Running a marathon is an accomplishment. Running hundreds of them while volunteering and raising awareness about hunger is in a category all its own. Jess Kurti is doing just that.
Each year, Jess – a native of Orlando, FL – spends a hefty portion of her free time working on a passion project she’s dubbed “The Beasts of Burden Challenge.” As part of it, she’s made a commitment to donate her time to volunteering at each of the 200+ food banks across the country, while also running as many marathons as possible. She began the project in 2014 and has been all across the US ever since. This past month, she volunteered at the Capital Area Food Bank.
When asked about why she wanted to undertake this challenge, Jess said, “I wanted to raise awareness about . . . food banks. I really wanted to get the public engaged locally to end hunger—to get involved in their community.” She went on to explain that she wanted to inspire people to connect with those that they might not have previously interacted with.

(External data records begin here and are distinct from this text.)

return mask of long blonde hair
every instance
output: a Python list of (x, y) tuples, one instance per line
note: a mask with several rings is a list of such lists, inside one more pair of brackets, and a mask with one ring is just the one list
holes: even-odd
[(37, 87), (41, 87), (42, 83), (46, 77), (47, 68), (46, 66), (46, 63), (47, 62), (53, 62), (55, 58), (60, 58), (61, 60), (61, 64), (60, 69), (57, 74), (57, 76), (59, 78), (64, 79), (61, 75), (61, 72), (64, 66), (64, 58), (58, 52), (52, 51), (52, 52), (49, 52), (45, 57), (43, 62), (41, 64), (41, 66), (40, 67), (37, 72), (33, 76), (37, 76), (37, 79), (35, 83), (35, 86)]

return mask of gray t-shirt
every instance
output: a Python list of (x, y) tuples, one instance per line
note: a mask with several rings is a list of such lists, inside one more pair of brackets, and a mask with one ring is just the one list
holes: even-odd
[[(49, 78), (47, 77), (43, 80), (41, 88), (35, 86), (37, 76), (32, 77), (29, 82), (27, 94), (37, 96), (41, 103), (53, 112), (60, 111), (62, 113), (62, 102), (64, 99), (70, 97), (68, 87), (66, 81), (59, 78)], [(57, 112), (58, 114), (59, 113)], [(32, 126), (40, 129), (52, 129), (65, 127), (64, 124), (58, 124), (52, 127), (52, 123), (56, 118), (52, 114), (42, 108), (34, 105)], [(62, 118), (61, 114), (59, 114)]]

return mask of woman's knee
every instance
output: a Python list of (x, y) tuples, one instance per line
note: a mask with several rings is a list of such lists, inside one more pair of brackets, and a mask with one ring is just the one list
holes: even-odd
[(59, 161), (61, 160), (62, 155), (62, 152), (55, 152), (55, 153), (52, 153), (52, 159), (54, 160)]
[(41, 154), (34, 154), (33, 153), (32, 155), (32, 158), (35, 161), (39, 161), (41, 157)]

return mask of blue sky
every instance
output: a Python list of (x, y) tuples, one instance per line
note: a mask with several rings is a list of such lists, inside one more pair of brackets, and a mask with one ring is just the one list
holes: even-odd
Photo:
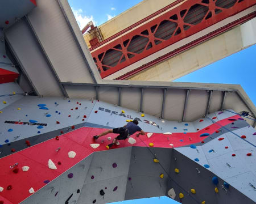
[[(99, 26), (140, 2), (141, 0), (68, 0), (79, 26), (82, 29), (92, 20)], [(256, 104), (256, 45), (232, 54), (175, 82), (241, 84)], [(113, 203), (115, 204), (178, 203), (166, 197)]]

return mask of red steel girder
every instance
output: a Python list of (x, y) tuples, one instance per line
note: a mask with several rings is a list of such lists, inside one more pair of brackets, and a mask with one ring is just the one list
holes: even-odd
[(92, 51), (92, 55), (104, 78), (255, 3), (256, 0), (188, 1)]

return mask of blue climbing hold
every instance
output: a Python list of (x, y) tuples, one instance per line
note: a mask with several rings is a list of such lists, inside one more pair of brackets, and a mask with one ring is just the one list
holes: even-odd
[(209, 133), (203, 133), (200, 135), (200, 137), (209, 136), (210, 134)]
[(49, 108), (48, 108), (47, 107), (40, 107), (39, 109), (43, 109), (43, 110), (49, 110)]
[(210, 166), (208, 164), (204, 164), (204, 167), (205, 168), (210, 168)]
[(212, 178), (212, 183), (214, 185), (217, 185), (218, 184), (218, 178), (217, 176), (213, 176)]
[(229, 188), (229, 184), (228, 184), (226, 182), (224, 181), (224, 186), (226, 187), (226, 188)]
[(36, 123), (36, 122), (38, 122), (38, 121), (36, 121), (35, 120), (30, 120), (29, 121), (30, 121), (30, 122), (31, 122), (31, 123)]

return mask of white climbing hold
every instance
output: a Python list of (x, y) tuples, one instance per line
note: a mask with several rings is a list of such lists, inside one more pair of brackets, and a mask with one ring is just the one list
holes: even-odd
[(30, 169), (30, 167), (28, 167), (28, 166), (22, 167), (22, 171), (28, 171), (29, 169)]
[(54, 164), (54, 163), (50, 159), (48, 161), (48, 166), (51, 169), (57, 169), (55, 164)]
[(32, 187), (30, 188), (30, 189), (28, 190), (28, 192), (29, 192), (30, 193), (35, 193), (35, 190), (34, 190), (34, 189), (33, 189)]
[(175, 199), (176, 197), (176, 193), (173, 188), (170, 189), (167, 193), (168, 196), (170, 197), (170, 198), (172, 199)]
[(164, 133), (163, 134), (172, 134), (172, 133), (170, 133), (170, 132), (166, 132), (166, 133)]
[(131, 144), (133, 144), (136, 143), (136, 140), (133, 139), (133, 138), (129, 138), (129, 139), (128, 139), (128, 142)]
[(73, 158), (76, 156), (76, 153), (73, 151), (71, 151), (70, 152), (68, 152), (68, 157), (69, 158)]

She also hopes to educate people about issues of food insecurity in the United States, and shares stories from her volunteer experiences and marathon runs on social media. Jess believes that many in country still don’t know how much of an issue hunger is in America. They also might not know exactly what the term “food insecurity” means. She wants to highlight that many people in need aren’t homeless – that they work, but still struggle to stay afloat between the many bills and challenges that come with raising a family.
“We have so much food in this country, so people might not know that hunger exists,” Jess says. “And if they do know, they might think it’s too large of a problem for them to tackle. They don’t realize how easy it is to help people if they knew more about the issue and how they could sign up at a local food bank to volunteer or donate. It’s easy to get involved locally and make a difference.”

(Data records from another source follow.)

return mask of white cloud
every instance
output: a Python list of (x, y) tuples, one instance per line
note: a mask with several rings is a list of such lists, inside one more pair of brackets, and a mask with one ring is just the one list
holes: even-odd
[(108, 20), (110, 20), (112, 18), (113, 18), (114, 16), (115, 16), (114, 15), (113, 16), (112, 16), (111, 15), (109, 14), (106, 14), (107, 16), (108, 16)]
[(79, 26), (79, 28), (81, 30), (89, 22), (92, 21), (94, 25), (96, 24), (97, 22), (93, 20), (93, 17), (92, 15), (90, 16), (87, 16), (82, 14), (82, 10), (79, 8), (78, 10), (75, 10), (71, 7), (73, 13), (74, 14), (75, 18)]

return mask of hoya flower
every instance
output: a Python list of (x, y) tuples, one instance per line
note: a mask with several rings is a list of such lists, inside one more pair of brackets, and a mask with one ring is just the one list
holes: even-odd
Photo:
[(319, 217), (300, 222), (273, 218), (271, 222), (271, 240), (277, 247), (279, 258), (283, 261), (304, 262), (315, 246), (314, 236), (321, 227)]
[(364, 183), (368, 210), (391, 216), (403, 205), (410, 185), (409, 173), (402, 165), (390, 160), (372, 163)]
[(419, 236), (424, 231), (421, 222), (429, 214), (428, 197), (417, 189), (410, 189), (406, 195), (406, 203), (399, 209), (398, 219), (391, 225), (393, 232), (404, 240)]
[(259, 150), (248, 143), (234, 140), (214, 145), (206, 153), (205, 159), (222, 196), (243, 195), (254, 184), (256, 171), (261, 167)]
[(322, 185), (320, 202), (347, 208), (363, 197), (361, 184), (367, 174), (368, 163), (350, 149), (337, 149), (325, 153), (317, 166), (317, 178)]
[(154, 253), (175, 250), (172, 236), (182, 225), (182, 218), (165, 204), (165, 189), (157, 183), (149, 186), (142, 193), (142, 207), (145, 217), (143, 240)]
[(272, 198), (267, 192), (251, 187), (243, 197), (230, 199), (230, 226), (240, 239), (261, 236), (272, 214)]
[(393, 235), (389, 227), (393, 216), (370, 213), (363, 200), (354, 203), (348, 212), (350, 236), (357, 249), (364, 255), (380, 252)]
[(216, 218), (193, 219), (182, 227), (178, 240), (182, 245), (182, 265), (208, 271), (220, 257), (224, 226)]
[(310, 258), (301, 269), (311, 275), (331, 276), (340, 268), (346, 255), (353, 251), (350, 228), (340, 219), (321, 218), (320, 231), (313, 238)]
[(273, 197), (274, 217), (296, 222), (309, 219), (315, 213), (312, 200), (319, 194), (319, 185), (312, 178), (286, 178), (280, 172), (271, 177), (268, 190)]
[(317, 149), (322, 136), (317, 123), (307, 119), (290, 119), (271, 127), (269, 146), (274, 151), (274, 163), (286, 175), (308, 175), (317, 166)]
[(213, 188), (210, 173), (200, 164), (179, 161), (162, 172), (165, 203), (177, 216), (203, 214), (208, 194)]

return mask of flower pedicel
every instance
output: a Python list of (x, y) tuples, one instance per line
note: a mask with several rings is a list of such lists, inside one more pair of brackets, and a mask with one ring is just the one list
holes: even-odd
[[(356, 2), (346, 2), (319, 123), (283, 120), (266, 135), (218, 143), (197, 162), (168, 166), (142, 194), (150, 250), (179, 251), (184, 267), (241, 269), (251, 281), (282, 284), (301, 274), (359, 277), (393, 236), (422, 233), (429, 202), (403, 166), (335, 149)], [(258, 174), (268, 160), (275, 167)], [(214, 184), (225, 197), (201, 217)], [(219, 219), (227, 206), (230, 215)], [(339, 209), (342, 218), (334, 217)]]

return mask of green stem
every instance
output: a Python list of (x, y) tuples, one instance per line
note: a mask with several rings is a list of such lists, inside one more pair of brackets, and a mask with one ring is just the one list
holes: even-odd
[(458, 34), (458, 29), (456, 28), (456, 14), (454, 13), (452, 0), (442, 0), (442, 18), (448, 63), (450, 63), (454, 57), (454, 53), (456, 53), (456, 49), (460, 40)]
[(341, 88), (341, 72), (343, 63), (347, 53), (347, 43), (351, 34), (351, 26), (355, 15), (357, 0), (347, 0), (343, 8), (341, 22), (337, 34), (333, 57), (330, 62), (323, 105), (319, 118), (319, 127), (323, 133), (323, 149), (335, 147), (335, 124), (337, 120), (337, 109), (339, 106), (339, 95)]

But why run the marathons, too? “Because I really believe in a whole-health approach to ending hunger,” Jess explains. “Feeding people is obviously always a good thing. But it’s not the only part of the solution. Exercise is also needed for mental and physical health, whether you’re a child, adult or senior.”
Jess believes that food is closely tied with health and athletic performance. And to her, people are their best selves ready to conquer the challenges of the world when they are physically and mentally fit. Through the Beasts of Burden Challenge, she’s taking action to help her peers understand food insecurity as a whole-health issue, and to inspire others to help their communities become stronger and healthier.